Cardiovascular Division, Brigham and Women's Hospital, Harvard Medical School, Harvard University, Boston, Massachusetts.
JAMA Cardiol. 2023 Mar 1;8(3):290-295. doi: 10.1001/jamacardio.2022.5279.
For personalized or stratified medicine, it is critical to establish a reliable and efficient prediction model for a clinical outcome of interest. The goal is to develop a parsimonious model with fewer predictors for broad future application without compromising predictability. A general approach is to construct various empirical models via individual patients' specific baseline characteristics/biomarkers and then evaluate their relative merits. When the outcome of interest is the timing of a cardiovascular event, a commonly used metric to assess the adequacy of the fitted models is based on C statistics. These measures quantify a model's ability to separate those who develop events earlier from those who develop them later or not at all (discrimination), but they do not measure how closely model estimates match observed outcomes (prediction accuracy). Metrics that provide clinically interpretable measures to quantify prediction accuracy are needed.
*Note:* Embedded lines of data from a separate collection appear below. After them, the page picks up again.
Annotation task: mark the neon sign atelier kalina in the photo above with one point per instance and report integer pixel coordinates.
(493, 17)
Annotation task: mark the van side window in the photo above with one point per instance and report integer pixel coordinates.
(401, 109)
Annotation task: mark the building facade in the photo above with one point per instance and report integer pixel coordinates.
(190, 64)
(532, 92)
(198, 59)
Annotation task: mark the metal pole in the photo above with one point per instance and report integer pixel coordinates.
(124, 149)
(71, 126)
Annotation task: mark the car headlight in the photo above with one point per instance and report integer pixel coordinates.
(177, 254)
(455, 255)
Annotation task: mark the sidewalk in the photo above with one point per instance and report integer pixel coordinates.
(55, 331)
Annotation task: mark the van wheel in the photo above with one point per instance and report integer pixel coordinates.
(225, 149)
C statistics measure the concordance between the risk scores derived from the model and the observed event time observations. However, C statistics do not quantify the model prediction accuracy. The integrated Brier Score, which calculates the mean squared distance between the empirical cumulative event-free curve and its individual patient's counterparts, estimates the prediction accuracy, but it is not clinically intuitive. A simple alternative measure is the average distance between the observed and predicted event times over the entire study population. This metric directly quantifies the model prediction accuracy and has often been used to evaluate the goodness of fit of the assumed models in settings other than survival data. This time-scale measure is easier to interpret than the C statistics or the Brier score.
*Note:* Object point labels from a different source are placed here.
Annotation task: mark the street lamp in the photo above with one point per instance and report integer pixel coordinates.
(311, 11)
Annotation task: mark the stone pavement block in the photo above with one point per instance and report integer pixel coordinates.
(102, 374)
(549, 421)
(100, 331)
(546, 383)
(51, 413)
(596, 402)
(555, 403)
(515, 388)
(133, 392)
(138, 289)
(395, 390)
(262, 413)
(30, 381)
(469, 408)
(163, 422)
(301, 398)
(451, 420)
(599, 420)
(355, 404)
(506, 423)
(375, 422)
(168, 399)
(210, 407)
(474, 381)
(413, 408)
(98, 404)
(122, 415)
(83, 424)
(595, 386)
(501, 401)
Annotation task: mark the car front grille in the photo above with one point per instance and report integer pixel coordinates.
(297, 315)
This article enhances our understanding of the model selection/evaluation process with respect to prediction accuracy. A simple, intuitive measure for quantifying such accuracy beyond C statistics can improve the reliability and efficiency of the selected model for personalized and stratified medicine.
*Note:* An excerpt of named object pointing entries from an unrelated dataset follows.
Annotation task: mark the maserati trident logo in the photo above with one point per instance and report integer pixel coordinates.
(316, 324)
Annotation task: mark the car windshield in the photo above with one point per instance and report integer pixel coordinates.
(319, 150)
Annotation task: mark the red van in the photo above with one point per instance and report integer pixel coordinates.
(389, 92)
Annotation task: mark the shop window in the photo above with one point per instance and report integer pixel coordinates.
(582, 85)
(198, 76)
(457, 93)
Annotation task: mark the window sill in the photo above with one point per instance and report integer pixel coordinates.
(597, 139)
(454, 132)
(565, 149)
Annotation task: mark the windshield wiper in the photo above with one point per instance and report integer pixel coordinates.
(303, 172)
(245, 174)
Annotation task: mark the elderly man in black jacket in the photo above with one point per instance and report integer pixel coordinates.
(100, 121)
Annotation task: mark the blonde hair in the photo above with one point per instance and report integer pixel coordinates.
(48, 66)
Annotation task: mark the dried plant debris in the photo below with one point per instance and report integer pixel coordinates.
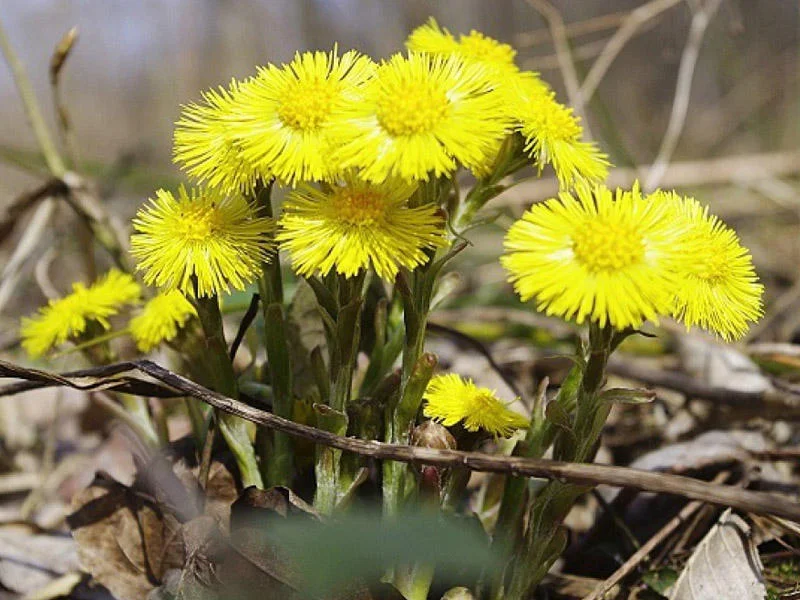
(31, 559)
(724, 565)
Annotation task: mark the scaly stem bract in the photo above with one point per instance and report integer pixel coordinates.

对于个性化或分层医学,建立可靠和高效的感兴趣临床结果预测模型至关重要。目标是开发一个具有较少预测因子的简约模型,以便在不影响可预测性的情况下广泛应用于未来。一种常用方法是通过个体患者的特定基线特征/生物标志物构建各种经验模型,然后评估它们的相对优势。当感兴趣的结果是心血管事件的时间时,评估拟合模型充分性的常用指标是基于 C 统计量。这些指标衡量模型区分早期发生事件和晚期或根本不发生事件的能力(区分能力),但它们不衡量模型估计与观察结果的接近程度(预测准确性)。需要提供具有临床可解释性的指标来量化预测准确性。
C 统计量衡量模型得出的风险评分与观察到的事件时间观测值之间的一致性。然而,C 统计量并不量化模型预测准确性。综合 Brier 评分计算经验累积无事件曲线与其个体患者对应曲线之间的均方距离,估计预测准确性,但它不具有临床直观性。一个简单的替代指标是整个研究人群中观察到的和预测的事件时间之间的平均距离。该指标直接量化模型预测准确性,并且经常用于评估在生存数据以外的设置中假设模型的拟合优度。该时间尺度指标比 C 统计量或 Brier 评分更容易解释。
本文增强了我们对预测准确性方面的模型选择/评估过程的理解。一种简单直观的方法可以量化超越 C 统计量的准确性,从而提高个性化和分层医学中所选模型的可靠性和效率。